It was 2:40 am. I’d finally forced myself to put away my journal and laptop so that I could at least grab 4 hours of sleep. I had a planned meet-up before work and I didn’t want to be late. As soon as my head hit the pillow, my plan for sleep was thwarted. The voice inside my head repeatedly asked me, “How hard are you willing to work?”. How did I answer? I grabbed my phone and I started typing.
I have had many nights that were similar to that night, but this one was a bit different. That same night I had experienced a feeling of frustration like never before. I was upset about how hard it has been for me to step out of my comfort zone by working to set up a different life for myself. When you see the entrepreneurs who preach about how they were able to quit their jobs and build their own lives from scratch, you have no real sense of the hard work that goes into it. They try to give you a glimpse beyond the mystique by sharing their growing pains, but there’s nothing like the act of experiencing them yourself. I’ve experienced so many growing pains lately that I’ve sometimes wondered if this is all a waste of my time. That night, every frustration I’d had up to that point culminated in the sound of that voice, and it was at that point that I was reminded: this is SO worth it
I want every reader of this blog to understand that I am constantly working to practice everything that I preach in these posts. I’m here to tell you that living your life in pursuit of purpose is NOT cute. There are plenty of sleepless nights and very long days. There are plenty of times where I doubt my abilities. There are days where I can’t envision myself in any position in life aside from the one in which I currently reside. Sometimes I feel like I have no idea what I’m doing. Do I really want to live this way?

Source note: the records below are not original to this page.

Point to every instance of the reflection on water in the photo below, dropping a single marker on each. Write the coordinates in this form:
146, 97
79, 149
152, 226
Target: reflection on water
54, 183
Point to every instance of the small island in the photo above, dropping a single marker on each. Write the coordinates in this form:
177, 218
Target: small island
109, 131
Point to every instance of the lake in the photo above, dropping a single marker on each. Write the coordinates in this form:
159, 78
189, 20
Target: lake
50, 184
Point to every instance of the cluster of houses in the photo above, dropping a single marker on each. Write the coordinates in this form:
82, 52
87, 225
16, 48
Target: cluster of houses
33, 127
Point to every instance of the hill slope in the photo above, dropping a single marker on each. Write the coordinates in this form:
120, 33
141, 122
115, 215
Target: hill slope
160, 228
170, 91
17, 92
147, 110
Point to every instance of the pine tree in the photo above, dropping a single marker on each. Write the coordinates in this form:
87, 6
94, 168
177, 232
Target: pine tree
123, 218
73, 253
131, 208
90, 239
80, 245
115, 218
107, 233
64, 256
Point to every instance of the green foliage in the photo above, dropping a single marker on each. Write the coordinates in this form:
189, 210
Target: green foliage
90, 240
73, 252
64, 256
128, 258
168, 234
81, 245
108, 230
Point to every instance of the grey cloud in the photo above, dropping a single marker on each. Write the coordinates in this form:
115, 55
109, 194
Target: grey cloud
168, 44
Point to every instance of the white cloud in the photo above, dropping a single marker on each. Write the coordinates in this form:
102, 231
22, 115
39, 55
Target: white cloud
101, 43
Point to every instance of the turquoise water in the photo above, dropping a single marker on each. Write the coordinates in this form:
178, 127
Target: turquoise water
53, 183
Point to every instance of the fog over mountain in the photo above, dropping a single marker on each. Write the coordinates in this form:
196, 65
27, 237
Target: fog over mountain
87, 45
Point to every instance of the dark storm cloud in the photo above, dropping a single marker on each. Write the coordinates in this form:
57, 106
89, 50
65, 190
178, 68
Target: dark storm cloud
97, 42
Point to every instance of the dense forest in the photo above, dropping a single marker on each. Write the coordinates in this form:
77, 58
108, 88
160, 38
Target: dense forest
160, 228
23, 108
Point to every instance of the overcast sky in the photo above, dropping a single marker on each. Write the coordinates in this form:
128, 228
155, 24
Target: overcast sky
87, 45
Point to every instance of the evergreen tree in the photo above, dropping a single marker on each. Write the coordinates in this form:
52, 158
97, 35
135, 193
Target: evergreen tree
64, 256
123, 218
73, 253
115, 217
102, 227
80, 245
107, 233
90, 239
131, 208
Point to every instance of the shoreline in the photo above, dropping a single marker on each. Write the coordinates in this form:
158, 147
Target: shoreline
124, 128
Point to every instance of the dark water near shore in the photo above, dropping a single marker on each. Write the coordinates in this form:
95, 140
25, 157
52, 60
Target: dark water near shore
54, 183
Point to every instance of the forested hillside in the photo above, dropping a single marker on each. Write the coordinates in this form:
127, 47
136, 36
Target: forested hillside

You bet your ass I do. That voice in my head was more than a push, it was the sound of progress. I am consistently growing in my abilities and in my drive to succeed. How hard am I willing to work? I’m willing to keep working until that same voice in my head is yelling, “See, I knew you could do it!”. I refuse to give up on myself and I will continue to push myself out of the comfort zone and into the growth zone.